Spannungsreich mitverfolgen, wie eine Oper entsteht

Kultur / 12.08.2019 • 20:00 Uhr / 5 Minuten Lesezeit
Festspielkonzert im Kunsthaus Bregenz. BF/ANJA KÖHLER

Einblick vier ins Opernatelier der Festspiele verrät den Einflussbereich des Vorarlberger Komponisten Alexander Moosbrugger.

BREGENZ Das Versteckspiel, das die Festspiele mit ihren Besuchern beim Opernatelier treiben und über zwei Jahre lang in sogenannten „Einblicken“ immer nur ein Stückchen eines geplanten neuen Opernprojekts freigeben, hält die Spannung aufrecht und trägt auch in zweiter Auflage Früchte. Der vierte dieser Einblicke im Kunsthaus war überlaufen von Interessenten, die wissen wollten, wie es denn mit der Entstehung von Alexander Moosbruggers erster Oper weitergeht.

Klar ist im Moment: Das Auftragswerk an den Bregenzerwälder Komponisten heißt „Wind“ und beruht auf dem 1499 erschienenen, bis heute geheimnisumwitterten Buch „Hypnerotomachia Polyphili“ des Dominikaners Francesco Colonna, das von der Liebe Polyphilos zu Polia erzählt und mit zahlreichen Holzschnitten illustriert ist. „Wind“ ist aber auch der Fachausdruck für die richtige Erzeugung und Modellierung der Druckluft in einer Orgel. Und ein solches Instrument wird auch im Zentrum der Uraufführung 2020 stehen, eigens erbaut durch die Firma Rieger nach Moosbruggers Vorstellungen als kundiger Organist.
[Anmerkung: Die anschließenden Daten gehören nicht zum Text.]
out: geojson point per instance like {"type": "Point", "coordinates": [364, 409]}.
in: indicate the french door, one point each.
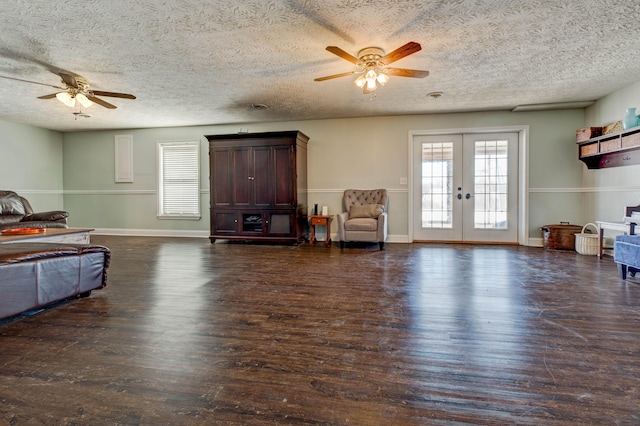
{"type": "Point", "coordinates": [465, 187]}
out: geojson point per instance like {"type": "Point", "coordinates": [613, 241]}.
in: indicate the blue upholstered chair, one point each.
{"type": "Point", "coordinates": [626, 253]}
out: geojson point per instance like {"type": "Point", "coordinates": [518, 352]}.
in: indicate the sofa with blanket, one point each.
{"type": "Point", "coordinates": [34, 275]}
{"type": "Point", "coordinates": [16, 212]}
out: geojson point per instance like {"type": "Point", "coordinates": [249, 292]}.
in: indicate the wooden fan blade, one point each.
{"type": "Point", "coordinates": [344, 55]}
{"type": "Point", "coordinates": [69, 80]}
{"type": "Point", "coordinates": [113, 94]}
{"type": "Point", "coordinates": [406, 50]}
{"type": "Point", "coordinates": [101, 102]}
{"type": "Point", "coordinates": [33, 82]}
{"type": "Point", "coordinates": [403, 72]}
{"type": "Point", "coordinates": [329, 77]}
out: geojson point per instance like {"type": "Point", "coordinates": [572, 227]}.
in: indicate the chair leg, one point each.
{"type": "Point", "coordinates": [622, 271]}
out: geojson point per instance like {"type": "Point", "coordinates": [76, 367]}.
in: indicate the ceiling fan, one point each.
{"type": "Point", "coordinates": [372, 63]}
{"type": "Point", "coordinates": [77, 89]}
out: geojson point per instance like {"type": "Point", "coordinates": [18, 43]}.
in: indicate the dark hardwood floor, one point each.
{"type": "Point", "coordinates": [187, 332]}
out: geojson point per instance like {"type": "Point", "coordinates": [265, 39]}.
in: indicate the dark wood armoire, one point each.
{"type": "Point", "coordinates": [258, 184]}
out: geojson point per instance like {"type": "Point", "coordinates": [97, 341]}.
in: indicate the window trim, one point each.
{"type": "Point", "coordinates": [160, 176]}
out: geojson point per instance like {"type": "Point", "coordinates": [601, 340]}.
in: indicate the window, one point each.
{"type": "Point", "coordinates": [179, 180]}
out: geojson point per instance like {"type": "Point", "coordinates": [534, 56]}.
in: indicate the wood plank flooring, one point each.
{"type": "Point", "coordinates": [190, 333]}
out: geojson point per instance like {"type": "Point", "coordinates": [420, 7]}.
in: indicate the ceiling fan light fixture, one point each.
{"type": "Point", "coordinates": [66, 98]}
{"type": "Point", "coordinates": [84, 101]}
{"type": "Point", "coordinates": [382, 78]}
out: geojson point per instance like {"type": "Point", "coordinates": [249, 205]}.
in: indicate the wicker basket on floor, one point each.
{"type": "Point", "coordinates": [587, 244]}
Die Anzahl von 172 Pfeifen verweist auf die Zahl der Holzschnitt-Abbildungen im Buch, mit der Veränderung der Luftzufuhr will Moosbrugger die unterschiedlichsten Klangwelten der Orgel experimentell ausloten und erweitern. Den Raum dazu entwirft die bildende Künstlerin Flaka Haliti, als Regisseur wurde Jan Eßinger verpflichtet.

Die Ohren öffnen

Diesmal geht es im koproduzierenden KUB freilich nicht um die Orgel, sondern um den musikalischen Einflussbereich Moosbruggers in einem Konzert des in Vorarlberg durch die Bludenzer „Tage zeitgemäßer Musik“ bekannten Spezialensembles Phace. Als Kurator hat er dafür ein feinsinnig aufeinander bezogenes Programm komponiert, das die gegensätzlichen Pole seiner musikalischen Quellen zueinander in Kontrast oder in einen Kontext stellt und damit dem aufmerksamen Zuhörer auch die Ohren öffnet für die kommende Opern-Uraufführung. Moosbruggers wundersame Klangwelt reicht schon mal bis Gottvater Johann Sebastian Bach zurück mit Alter Musik, auf die er sich gern beruft. Aber es wäre nicht Moosbrugger, wenn er dessen scheue, knappe Invention nach Glenn Goulds Originalfassung nicht gleich sechs Mal in eigenen und fremden Analysen verwandeln ließe: in Regers Romantik getaucht, mit Haydns Kaiserhymne verwoben, mit Zuspielungen verfremdet.  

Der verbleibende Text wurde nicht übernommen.